# N00bie questions about tapered bass strings. Google didn't help!



## sevenstringj (Sep 9, 2009)

I've read that tapered ball-end bass strings offer brighter, more piano-like tone. So...

1. I noticed D'addario doesn't make .125 tapered for "super long scale." The thinnest gauge they make for low-B in "super long scale" with tapered ball end is .130. So would .125 tapered be too floppy on a 35" scale? (Their "long scale" strings come up a bit short on my 35" bass with strings thru the body.)

I also hear that feeding strings through the body offers tighter feel and brighter tone than feeding them through the rear of the bridge. So...

2. Which would be brightest? Tapered and secured at the rear of the bridge, tapered and fed through the body (which means the taper would be a little thicker passing over the saddle, if it's even still tapered by then), or non-tapered and fed through the body?

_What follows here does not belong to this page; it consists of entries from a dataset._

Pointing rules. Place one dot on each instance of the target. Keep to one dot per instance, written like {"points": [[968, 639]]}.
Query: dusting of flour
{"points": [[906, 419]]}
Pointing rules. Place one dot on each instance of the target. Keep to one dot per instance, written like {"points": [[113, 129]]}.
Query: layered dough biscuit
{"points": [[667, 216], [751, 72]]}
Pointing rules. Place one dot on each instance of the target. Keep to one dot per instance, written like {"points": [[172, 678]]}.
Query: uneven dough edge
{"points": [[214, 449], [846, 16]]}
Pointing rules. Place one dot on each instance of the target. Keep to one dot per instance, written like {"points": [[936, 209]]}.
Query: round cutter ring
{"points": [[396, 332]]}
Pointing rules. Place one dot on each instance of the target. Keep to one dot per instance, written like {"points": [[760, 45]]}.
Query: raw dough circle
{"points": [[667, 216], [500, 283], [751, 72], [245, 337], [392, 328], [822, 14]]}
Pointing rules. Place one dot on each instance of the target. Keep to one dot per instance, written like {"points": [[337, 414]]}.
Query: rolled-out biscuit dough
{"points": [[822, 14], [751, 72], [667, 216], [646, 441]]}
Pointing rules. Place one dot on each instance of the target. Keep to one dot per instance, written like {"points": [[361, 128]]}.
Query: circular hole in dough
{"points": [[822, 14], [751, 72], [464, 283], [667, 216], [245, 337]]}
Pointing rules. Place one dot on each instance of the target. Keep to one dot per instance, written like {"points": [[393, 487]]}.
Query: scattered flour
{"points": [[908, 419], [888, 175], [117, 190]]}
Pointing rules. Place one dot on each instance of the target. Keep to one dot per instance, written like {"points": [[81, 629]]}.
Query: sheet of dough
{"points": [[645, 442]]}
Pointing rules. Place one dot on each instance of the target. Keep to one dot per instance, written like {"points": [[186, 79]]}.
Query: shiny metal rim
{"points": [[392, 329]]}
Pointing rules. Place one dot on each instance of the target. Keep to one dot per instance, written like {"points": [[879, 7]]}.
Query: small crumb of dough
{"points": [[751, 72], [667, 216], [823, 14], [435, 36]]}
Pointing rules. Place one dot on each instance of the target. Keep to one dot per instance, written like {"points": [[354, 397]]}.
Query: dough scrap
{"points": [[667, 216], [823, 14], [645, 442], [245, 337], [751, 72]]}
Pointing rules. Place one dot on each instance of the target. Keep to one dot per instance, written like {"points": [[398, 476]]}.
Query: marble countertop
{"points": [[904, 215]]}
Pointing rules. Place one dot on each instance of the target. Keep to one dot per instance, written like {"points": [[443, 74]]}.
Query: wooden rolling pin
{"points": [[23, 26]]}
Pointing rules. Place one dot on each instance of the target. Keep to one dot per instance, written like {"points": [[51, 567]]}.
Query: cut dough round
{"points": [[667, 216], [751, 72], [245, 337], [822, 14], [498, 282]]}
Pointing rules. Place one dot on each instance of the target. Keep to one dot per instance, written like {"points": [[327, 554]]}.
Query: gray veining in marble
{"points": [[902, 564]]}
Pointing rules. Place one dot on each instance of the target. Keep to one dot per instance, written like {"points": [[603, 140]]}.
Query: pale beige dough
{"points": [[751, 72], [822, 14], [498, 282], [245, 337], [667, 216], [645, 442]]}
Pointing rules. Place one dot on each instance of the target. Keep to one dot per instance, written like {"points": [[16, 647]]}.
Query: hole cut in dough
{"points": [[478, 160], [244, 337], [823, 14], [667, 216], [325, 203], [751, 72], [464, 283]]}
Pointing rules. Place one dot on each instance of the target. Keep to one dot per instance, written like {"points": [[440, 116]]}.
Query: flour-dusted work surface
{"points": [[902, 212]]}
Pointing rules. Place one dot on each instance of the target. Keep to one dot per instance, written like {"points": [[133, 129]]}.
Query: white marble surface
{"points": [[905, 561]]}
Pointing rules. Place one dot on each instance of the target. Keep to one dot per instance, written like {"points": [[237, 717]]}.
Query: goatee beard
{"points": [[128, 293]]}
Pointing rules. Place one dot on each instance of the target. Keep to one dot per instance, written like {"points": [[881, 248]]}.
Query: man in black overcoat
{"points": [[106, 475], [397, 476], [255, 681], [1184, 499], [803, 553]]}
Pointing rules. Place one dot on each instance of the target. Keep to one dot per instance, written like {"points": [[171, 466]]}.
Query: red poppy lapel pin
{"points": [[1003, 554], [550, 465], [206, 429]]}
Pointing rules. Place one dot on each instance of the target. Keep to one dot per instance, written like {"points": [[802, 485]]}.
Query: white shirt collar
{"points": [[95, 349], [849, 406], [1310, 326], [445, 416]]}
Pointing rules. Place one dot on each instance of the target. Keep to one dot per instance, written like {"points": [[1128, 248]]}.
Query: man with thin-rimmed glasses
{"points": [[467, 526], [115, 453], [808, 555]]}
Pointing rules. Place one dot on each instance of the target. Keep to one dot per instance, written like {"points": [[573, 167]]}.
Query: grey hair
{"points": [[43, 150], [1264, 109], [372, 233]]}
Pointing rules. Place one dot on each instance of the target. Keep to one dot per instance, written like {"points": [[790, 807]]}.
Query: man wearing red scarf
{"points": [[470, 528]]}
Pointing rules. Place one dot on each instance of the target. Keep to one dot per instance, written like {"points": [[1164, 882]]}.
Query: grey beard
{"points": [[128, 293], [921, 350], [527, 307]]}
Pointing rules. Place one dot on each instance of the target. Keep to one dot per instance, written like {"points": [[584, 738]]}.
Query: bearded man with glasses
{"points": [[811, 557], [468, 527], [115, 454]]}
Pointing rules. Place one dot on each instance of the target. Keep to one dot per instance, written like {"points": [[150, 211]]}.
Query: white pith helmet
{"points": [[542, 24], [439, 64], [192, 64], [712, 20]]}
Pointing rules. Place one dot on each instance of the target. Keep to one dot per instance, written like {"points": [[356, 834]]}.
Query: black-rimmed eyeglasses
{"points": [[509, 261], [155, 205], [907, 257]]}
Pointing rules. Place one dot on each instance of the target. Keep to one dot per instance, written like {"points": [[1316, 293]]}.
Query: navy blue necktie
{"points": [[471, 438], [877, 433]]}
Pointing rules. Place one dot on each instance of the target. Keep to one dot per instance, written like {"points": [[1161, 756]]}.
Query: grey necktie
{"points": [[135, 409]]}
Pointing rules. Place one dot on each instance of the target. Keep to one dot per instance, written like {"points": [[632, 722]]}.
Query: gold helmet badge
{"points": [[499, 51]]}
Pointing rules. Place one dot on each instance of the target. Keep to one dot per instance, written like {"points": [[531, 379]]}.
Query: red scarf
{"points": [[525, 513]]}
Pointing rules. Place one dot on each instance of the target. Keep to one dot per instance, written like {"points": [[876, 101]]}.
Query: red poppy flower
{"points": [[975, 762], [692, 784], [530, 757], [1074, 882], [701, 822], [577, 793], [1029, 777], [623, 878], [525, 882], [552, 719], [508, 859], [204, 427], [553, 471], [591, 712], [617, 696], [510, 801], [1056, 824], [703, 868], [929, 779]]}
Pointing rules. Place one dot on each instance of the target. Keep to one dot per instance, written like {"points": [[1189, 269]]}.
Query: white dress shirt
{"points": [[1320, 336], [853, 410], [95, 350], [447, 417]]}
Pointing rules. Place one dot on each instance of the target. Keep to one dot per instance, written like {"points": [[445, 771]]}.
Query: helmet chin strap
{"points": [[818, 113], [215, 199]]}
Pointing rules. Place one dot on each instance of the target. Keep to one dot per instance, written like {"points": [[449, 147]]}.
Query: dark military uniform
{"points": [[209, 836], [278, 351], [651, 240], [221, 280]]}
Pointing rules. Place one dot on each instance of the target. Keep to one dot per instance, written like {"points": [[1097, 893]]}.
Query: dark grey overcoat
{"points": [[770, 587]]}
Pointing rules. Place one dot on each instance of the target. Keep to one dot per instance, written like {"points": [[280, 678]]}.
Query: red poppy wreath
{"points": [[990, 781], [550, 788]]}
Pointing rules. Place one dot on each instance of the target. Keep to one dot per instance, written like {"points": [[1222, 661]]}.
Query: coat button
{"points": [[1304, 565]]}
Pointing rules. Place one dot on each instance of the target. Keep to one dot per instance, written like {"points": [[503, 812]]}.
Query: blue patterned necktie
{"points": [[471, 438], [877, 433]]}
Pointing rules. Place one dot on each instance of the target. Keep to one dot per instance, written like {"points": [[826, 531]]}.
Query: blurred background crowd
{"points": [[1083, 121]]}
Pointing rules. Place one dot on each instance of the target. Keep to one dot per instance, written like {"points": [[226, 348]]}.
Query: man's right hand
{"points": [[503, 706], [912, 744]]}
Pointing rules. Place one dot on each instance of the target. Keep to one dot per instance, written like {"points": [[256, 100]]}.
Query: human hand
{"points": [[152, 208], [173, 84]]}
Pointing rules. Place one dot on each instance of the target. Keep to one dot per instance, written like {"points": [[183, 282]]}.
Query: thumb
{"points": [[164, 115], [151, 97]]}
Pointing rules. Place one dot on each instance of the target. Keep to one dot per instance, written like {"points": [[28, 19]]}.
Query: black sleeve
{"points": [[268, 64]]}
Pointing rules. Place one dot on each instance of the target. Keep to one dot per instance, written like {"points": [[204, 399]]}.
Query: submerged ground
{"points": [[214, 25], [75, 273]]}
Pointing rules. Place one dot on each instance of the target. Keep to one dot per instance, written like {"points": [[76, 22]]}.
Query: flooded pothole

*UPDATE*: Spoke to Bob at Labella. Ordered a set of Super Steps. He said if they're not long enough I can send them to him and he'll take care of it. I was originally looking at Rotosound "Piano Design" strings, but they told me they'd be too short for 35" scale, and they wouldn't make 'em longer. The Labella Super Steps look like the same concept, and they're willing to work with me to get it right.  He also told me that running the strings through the body is really only somewhat necessary with piezo saddles which can require more pressure to sound best. Otherwise it's more aesthetic than functional.


----------



## josh pelican (Feb 12, 2010)

LaBella are amazing strings. I have a set of Deep Talkin' bass strings on a bass right now and I love them. Definitely give them a whirl.


----------



## MTech (Feb 12, 2010)

The tapered end actually gives you better intonation and bass response and that's why LaBella comes normally with a tapered bottom when you get a 128+. Beneath The Massacre uses Super Steps to record their albums, and the regular HRS Live.
Also I know the way that they come wrapped normally works just fine on the 35in scale Ibanez BTB.....


----------